The U.S. Department of Justice (DOJ) has stated it recovered more than $3 billion in settlements and judgments related to FCA cases during the 2019 fiscal year, of which $2.1 billion arose from lawsuits filed by qui tam relators, earning the relators over $265 million as their share of the government’s recoveries. The DOJ also noted, of the $3+ billion in FCA recoveries during FY2019, $2.6 billion were related to healthcare fraud, making FY2019 the 10th consecutive year the DOJ’s civil healthcare fraud recoveries exceeded $2 billion.
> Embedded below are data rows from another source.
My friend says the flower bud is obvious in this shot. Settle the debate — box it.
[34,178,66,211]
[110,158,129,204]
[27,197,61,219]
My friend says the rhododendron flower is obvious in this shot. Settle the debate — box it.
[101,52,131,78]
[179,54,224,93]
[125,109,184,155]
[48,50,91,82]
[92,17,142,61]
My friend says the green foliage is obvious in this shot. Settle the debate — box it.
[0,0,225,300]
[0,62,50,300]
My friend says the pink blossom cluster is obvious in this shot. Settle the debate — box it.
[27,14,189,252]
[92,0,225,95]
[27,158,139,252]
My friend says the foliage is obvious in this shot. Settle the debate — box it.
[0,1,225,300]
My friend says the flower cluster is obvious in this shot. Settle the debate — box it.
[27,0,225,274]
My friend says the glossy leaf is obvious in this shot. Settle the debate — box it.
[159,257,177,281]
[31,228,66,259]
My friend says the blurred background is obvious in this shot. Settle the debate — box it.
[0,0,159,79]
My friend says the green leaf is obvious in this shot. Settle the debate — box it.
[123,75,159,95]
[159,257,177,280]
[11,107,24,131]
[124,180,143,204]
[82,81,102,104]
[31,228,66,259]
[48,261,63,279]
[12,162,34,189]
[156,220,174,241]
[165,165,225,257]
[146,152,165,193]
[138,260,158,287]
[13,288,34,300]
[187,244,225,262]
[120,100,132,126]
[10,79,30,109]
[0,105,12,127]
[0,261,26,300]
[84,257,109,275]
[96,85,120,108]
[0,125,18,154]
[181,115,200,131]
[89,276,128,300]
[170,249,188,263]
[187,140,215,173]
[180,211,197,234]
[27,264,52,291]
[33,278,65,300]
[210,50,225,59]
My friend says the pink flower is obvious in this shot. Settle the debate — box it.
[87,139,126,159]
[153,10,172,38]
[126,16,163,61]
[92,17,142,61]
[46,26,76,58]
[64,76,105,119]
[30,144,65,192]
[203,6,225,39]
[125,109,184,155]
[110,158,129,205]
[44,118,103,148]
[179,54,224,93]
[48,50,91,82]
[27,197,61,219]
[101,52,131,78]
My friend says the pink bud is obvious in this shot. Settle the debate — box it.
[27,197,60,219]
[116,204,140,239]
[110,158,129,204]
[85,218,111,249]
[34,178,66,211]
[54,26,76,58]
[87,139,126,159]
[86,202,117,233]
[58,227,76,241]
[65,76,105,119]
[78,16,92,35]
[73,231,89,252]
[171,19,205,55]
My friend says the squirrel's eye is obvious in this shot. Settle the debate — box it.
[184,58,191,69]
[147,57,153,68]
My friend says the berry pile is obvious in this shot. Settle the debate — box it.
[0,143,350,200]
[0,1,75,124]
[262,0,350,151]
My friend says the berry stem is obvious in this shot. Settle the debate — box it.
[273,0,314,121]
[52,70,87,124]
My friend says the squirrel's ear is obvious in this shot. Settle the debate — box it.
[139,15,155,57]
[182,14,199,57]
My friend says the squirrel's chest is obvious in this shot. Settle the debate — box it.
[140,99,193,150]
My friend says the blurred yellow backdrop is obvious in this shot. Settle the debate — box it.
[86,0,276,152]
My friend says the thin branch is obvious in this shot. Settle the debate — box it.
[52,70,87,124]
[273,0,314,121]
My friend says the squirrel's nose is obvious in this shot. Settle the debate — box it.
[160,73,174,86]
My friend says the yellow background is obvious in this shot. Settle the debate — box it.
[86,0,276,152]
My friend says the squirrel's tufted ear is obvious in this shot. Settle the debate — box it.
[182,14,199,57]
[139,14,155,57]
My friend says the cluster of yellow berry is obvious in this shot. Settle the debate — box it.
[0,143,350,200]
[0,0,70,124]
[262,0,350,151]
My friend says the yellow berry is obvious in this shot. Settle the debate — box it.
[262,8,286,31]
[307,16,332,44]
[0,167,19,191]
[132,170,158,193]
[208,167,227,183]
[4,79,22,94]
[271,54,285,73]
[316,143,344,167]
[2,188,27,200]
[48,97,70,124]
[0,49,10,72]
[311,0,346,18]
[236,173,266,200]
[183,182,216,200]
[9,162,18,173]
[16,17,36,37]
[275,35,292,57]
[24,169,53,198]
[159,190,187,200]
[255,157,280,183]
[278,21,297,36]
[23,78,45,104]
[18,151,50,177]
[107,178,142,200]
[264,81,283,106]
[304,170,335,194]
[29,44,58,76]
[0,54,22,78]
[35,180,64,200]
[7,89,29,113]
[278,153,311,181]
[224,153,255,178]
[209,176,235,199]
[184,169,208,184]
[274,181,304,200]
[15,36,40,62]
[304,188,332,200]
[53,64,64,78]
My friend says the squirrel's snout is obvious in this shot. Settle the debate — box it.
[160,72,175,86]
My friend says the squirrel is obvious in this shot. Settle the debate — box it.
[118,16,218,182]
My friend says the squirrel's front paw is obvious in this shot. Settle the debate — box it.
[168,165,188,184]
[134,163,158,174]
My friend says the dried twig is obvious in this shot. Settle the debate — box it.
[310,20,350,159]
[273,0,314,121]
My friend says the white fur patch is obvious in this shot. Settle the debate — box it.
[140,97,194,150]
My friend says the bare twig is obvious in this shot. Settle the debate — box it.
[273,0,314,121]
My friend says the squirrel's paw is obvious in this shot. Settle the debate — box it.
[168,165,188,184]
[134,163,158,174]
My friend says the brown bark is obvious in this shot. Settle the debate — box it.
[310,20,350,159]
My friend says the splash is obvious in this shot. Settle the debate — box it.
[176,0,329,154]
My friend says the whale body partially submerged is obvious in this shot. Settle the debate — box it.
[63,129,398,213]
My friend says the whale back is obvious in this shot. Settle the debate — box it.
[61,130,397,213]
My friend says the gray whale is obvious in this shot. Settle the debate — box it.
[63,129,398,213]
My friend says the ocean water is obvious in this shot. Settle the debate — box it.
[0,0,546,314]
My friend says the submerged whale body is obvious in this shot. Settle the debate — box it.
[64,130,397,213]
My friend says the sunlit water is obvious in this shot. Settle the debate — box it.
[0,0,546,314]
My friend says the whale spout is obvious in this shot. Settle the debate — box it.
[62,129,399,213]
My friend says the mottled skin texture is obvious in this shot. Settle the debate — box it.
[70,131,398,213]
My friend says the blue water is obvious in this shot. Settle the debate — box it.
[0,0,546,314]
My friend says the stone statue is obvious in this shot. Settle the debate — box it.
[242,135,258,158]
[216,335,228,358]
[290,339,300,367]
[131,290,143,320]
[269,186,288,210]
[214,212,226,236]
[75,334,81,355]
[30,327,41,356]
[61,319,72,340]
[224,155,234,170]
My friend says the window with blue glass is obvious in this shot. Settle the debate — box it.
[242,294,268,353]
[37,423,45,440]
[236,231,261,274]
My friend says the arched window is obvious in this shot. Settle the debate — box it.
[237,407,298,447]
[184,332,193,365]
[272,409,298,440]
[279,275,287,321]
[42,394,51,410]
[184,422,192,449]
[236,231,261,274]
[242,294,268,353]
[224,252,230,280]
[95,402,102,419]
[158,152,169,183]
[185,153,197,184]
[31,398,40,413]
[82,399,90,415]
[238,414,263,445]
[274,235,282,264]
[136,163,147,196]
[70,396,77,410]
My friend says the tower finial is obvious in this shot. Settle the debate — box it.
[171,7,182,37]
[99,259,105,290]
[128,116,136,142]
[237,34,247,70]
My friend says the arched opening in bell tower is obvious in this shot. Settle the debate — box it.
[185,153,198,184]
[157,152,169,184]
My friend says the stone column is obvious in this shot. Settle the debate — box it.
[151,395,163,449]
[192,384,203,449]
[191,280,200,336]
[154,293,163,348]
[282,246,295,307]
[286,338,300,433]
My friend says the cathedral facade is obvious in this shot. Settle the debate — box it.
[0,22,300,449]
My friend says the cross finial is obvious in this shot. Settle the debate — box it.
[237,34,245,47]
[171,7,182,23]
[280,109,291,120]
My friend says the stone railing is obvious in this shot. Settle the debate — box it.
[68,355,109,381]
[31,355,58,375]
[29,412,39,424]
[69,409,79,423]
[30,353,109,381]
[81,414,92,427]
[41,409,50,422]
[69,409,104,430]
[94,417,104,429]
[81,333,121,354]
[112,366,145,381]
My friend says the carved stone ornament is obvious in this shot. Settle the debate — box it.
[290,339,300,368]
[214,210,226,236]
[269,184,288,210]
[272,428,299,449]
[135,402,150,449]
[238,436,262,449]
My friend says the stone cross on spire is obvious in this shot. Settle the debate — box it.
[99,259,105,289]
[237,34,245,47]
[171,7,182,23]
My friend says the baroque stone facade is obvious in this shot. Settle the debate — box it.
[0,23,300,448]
It is evident healthcare FCA claims mean big business not only to the government, but also to relators who can benefit greatly by filing successful qui tam suits. As such, any uncertainty regarding the essential elements of proving a healthcare FCA claim could be very costly for healthcare entities, whose decision-making might be impacted by confusing or even contradictory legal standards. For example, healthcare entities may feel comfortable reasonably relying on their treating physicians’ clinical opinions in the 11th and 5th Circuits. However, healthcare entities in other Circuits should consider whether their respective documentation and other policies and procedures already contain, or need, provisions which provide safeguards and/or mechanisms to help dispute any potential claims of falsity in locations where an opposing medical expert’s opinion may be enough to create a triable issue of fact as to whether or not a treating physician knowingly submitted false claims to the government for reimbursement. This is especially true for large healthcare entities whose practices extend to multiple states, as relators’ suits alleging the same conduct at different locations could lead to a jury trial in some states, or to dismissal for failure to state a claim in others. Under the 3rd Circuit’s holding in Druding, an expert’s opinion is now enough to create a genuine dispute of fact as to falsity and secure a trial in Delaware, New Jersey and Pennsylvania.